Background: Complex polyphenols and tannins from wine (WCPT) are being considered increasingly as potential cancer chemopreventive agents, since epidemiological studies suggest that populations consuming a high amount of polyphenols in the diet may have a lower incidence of some types of cancer.
Aim of the study: We studied the effect of WCPT on a series of parameters related to colon carcinogenesis in rats.
Methods: WCPT were administered to F344 rats at a dose of 14 or 57 mg/kg/d, mixed with the diet. The higher dose is about ten times the exposure to polyphenols of a moderate drinker of red wine. In rats treated with WCPT, we measured fecal bile acids and long chain fatty acids, colon mucosa cell proliferation, apoptosis and, after administration of colon carcinogens, the number and size of aberrant crypt foci (ACF) and nuclear aberrations.

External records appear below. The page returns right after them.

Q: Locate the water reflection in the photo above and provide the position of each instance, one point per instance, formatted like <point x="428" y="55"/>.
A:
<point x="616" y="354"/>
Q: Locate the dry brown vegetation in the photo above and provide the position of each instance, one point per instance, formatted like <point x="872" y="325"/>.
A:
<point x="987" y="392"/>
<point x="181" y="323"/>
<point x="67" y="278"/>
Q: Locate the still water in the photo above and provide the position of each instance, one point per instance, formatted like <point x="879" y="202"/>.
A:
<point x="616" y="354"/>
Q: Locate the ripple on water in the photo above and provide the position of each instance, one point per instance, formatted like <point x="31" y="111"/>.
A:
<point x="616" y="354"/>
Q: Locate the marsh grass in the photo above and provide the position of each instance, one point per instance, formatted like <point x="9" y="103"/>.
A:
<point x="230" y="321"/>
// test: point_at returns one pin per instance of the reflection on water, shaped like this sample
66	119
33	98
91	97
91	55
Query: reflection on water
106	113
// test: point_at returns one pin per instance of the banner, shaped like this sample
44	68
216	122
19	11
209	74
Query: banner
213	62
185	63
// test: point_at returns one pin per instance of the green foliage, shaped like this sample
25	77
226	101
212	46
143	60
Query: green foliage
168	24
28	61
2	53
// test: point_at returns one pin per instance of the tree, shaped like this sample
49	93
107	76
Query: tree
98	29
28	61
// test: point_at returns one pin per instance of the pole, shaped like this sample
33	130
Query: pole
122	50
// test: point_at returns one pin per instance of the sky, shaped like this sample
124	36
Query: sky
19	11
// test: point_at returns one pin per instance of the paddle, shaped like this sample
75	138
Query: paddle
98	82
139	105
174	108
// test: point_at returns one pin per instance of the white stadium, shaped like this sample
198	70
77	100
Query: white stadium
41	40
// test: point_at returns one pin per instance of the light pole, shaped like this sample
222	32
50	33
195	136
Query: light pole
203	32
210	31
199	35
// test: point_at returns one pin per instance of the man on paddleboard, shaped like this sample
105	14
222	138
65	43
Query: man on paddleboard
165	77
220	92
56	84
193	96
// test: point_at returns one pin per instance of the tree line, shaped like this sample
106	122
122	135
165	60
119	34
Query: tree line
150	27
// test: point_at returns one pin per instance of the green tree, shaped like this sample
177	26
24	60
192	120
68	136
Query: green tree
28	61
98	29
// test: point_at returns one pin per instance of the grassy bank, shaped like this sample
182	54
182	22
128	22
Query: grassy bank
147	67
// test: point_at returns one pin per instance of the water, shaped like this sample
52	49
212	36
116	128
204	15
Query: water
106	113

Results: Colon mucosa proliferation was not varied by chronic administration (90 d) of WCPT (14 or 57 mg/kg/d). The highest dose of WCPT decreased the number of cells in the colon crypts, but did not increase apoptosis. WCPT (57 mg/kg) administered before or after the administration of azoxymethane (AOM) did not vary the number or multiplicity of ACF in the colon. The number of nuclear aberrations (NA) in colon mucosa was studied after administration of 1,2-dimethylhydrazine (DMH) and 2-amino-3-methylimidazo (4,5-f)quinoline (IQ), colon-specific carcinogens which require metabolic activation. The effect of DMH and IQ was not varied by pre-feeding WCPT (57 mg/kg) for 10 d. Similarly, the levels of total, secondary bile acids and long chain fatty acids did not varied significantly in animals fed WCPT for 90 d.
Conclusions: WCPT administration does not influence parameters related to colon carcinogenesis in the rat.